Temporally regulated neural crest transcription factors distinguish neuroectodermal tumors of varying malignancy and differentiation

Abstract

Neuroectodermal tumor cells, like neural crest (NC) cells, are pluripotent, proliferative, and migratory. We tested the hypothesis that genetic programs essential to NC development are activated in neuroectodermal tumors. We examined the expression of transcription factors PAX3, PAX7, AP-2alpha, and SOX10 in human embryos and neuroectodermal tumors: neurofibroma, schwannoma, neuroblastoma, malignant nerve sheath tumor, melanoma, medulloblastoma, supratentorial primitive neuroectodermal tumor, and Ewing's sarcoma.

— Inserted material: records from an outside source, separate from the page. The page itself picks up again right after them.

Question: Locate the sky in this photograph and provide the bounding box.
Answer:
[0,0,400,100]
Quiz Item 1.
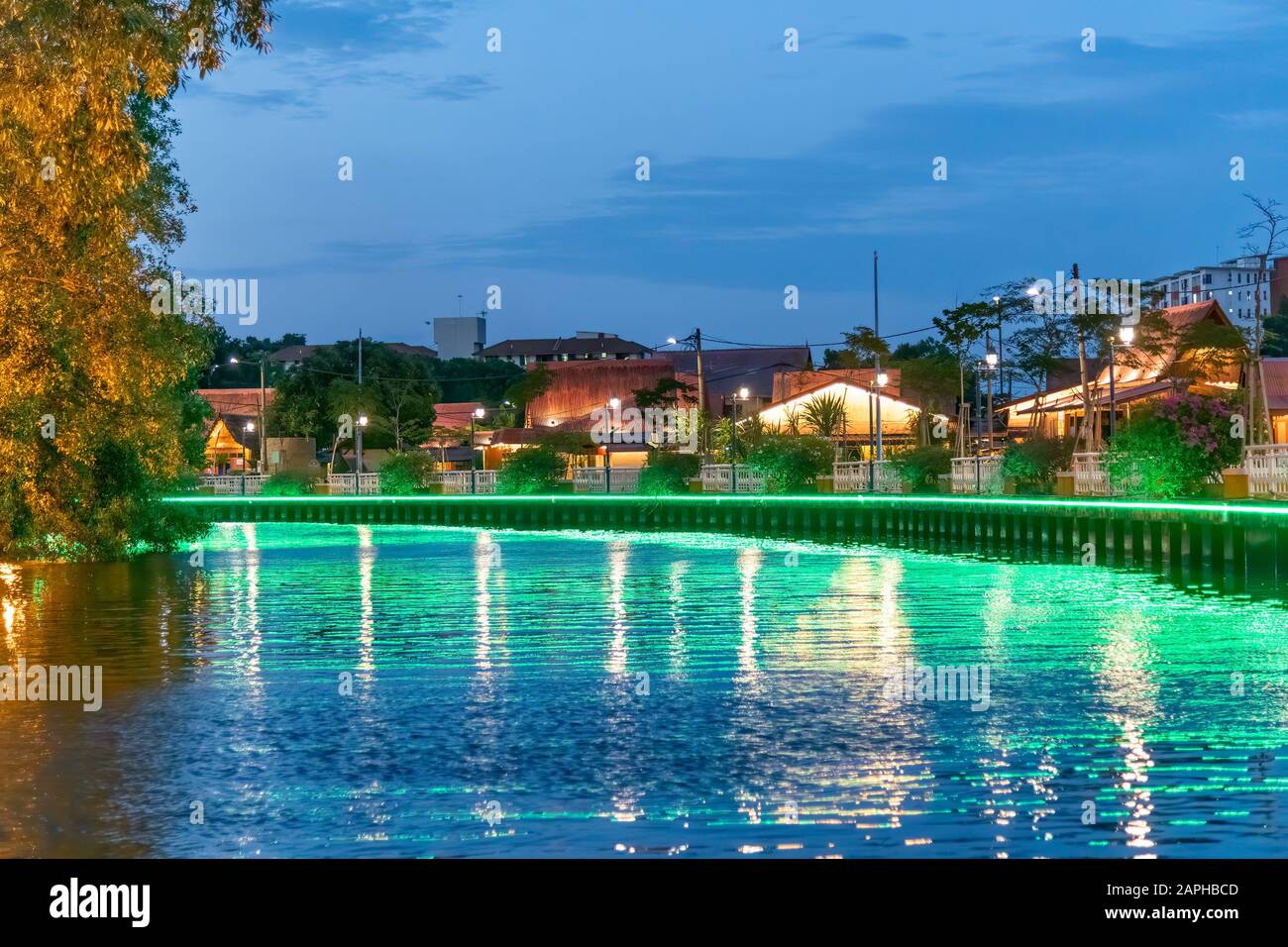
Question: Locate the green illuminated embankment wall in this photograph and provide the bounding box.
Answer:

We also examined the expression of P0, ERBB3, and STX, targets of SOX10, AP-2alpha, and PAX3, respectively. PAX3, AP-2alpha, and SOX10 were expressed sequentially in human NC development, whereas PAX7 was restricted to mesoderm. Tumors expressed PAX3, AP-2alpha, SOX10, and PAX7 in specific combinations. SOX10 and AP-2alpha were expressed in relatively differentiated neoplasms. The early NC marker, PAX3, and its homologue, PAX7, were detected in poorly differentiated tumors and tumors with malignant potential. Expression of NC transcription factors and target genes correlated. Transcription factors essential to NC development are thus present in neuroectodermal tumors. Correlation of specific NC transcription factors with phenotype, and with expression of specific downstream genes, provides evidence that these transcription factors actively influence gene expression and tumor behavior. These findings suggest that PAX3, PAX7, AP-2alpha, and SOX10 are potential markers of prognosis and targets for therapeutic intervention.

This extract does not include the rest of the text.